Birçok genetik geçişli hastalıkta olduğu gibi, yatak ıslatma da dede, büyükanne, amca, dayı, teyze, kardeşler gibi değişik yakınlıktaki akrabalardan geçebilir.

11- Enürezisin yol açtığı psikososyal sorunlar neler? Hem çocuğun hem de ailenin yaşadığı sıkıntılar neler? (Gece yatısına kalamama, otele – tatile gidememe gibi)

Enurezis zamanında tedavi edilmeyip, çocuğun bu olayı dert etmeye başlamasından sonraya bırakılırsa, özgüven kaybı, benlik saygısında azalma, içine kapanma, sosyal izolasyon, başarıda düşüş, depresif eğilimler, suçluluk duygusu gibi oldukça ciddi psikososyal sorunlar ortaya çıkabilir.
Çocuk, birçok akranının yaptığı gibi arkadaşlarında kalmak, kampa veya okul gezisine gitmek, akrabalarda yatmak ister ama korkusundan ve utancından bunları yapamaz. Giderek yatak ıslatma bir fobiye dönüşebilir.

12 – Enürezise eşlik eden diğer sorunlar – hastalıklar nelerdir? (Kabızlık vs gibi)

Kabızlık, birçok okul çağı çocuğunda, özellikle kızlarda sık görülür. Ancak, kabızlıkla yatak ıslatmanın veya gündüz önünü ıslatmanın birlikteliği daha sıktır. Birçok enurezis olgusu, sadece kabızlığı düzeltilerek bile tedavi edilebilir.
Yatak ıslatan çocukların bir kısmında gündüz fark etmeden veya engel olamayarak önünü/çamaşırını ıslatma da söz konusudur. Bu çocuklarda durum daha ciddidir ve öncelikle ele alınmalıdır.

13 – Bu çocukları aynı zamanda uyku sorunu olan çocuklar olarak mı değerlendirmeli?

Gece uyurken idrar torbaları dolan ve yatağa kaçırmak üzere olan çocuklar, eğer uyanabilirse yatağı ıslatmaz ve tuvalete gider. Bir çocuk gece yatağını ıslatıyorsa, şu veya bu oranda bir uyanma güçlüğü/bozukluğu var demektir.
Başka bir ifadeyle, yatak ıslatan çocukların uyanma eşiği akranlarına göre yüksektir.

14 – Bu sorunu yaşayan çocuk öncelikle hangi uzmana götürülmeli? Teşhis ve tedavide nasıl bir yol izlenmeli?

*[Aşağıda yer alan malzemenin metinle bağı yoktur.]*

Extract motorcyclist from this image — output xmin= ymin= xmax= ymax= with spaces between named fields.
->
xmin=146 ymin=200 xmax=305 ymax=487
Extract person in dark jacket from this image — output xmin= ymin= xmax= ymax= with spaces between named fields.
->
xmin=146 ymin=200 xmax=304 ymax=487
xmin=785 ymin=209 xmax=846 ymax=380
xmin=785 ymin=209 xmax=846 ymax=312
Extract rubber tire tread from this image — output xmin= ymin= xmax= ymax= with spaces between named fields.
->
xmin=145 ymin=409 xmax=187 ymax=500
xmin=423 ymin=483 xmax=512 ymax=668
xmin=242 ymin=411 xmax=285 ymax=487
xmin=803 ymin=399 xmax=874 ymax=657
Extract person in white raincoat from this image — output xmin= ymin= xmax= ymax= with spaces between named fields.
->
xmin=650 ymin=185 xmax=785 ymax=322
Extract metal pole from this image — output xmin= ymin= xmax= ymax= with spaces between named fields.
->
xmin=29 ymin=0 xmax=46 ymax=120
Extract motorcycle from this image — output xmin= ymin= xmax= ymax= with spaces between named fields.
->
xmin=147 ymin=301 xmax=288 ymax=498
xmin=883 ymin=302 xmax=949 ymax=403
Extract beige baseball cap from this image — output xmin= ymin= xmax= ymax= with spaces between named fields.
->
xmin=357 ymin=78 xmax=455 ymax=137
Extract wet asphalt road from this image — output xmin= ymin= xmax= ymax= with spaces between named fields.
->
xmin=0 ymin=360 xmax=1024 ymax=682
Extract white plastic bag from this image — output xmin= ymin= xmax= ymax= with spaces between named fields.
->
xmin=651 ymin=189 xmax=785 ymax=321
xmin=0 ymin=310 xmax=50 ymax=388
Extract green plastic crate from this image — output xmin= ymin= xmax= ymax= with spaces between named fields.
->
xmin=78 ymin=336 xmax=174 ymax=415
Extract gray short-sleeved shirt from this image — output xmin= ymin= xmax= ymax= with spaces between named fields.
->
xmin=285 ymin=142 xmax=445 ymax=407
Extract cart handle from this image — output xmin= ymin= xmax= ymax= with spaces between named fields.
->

Enurezisli bir çocuk öncelikle üroloji uzmanına götürülmelidir. Yatak ıslatma, çocuk ve aile için bir sorun olmaya başladığında tedavinin zamanı gelmiş demektir. Ancak, bu, beş yaşından daha önce olmamalıdır.
Enurezis tanısını koyup, daha ciddi işeme bozukluklarından ayırdetmek için, konunun uzmanı bir ürolog tarafından:
     a)Ayrıntılı bir hastalık öyküsü alınıp sorgulama yapılması
    b)İşeme-dışkılama çizelgesi tutulması
    c)Genişletilmiş fiziksel muayene
    d)Tam idrar tahlili yapılması
genellikle yeterlidir.
 Bu basamaklardan sonra, hastalığın “saf gece yatak ıslatma” problemi olduğuna karar verilirse, tedavi aşamasına geçilir. Eğer, üroloji uzmanınca, hadisenin daha kompleks ve etraflı bir problem olduğuna karar verilirse, ileri tanı yöntemlerine başvurularak daha ayrıntılı tetkikler uygulanır.
Enurezis tedavisinde ilk ve en önemli adım, çocuğun tedaviye motive edilmesidir. Bunu sağlamak için de, çocukla sıcak bir ilişki kurmak, ailenin anlayış ve desteğini sağlamak, problemin çözüleceğine dair güven vermek ve çocuktaki suçluluk duygusunu gidermek gereklidir.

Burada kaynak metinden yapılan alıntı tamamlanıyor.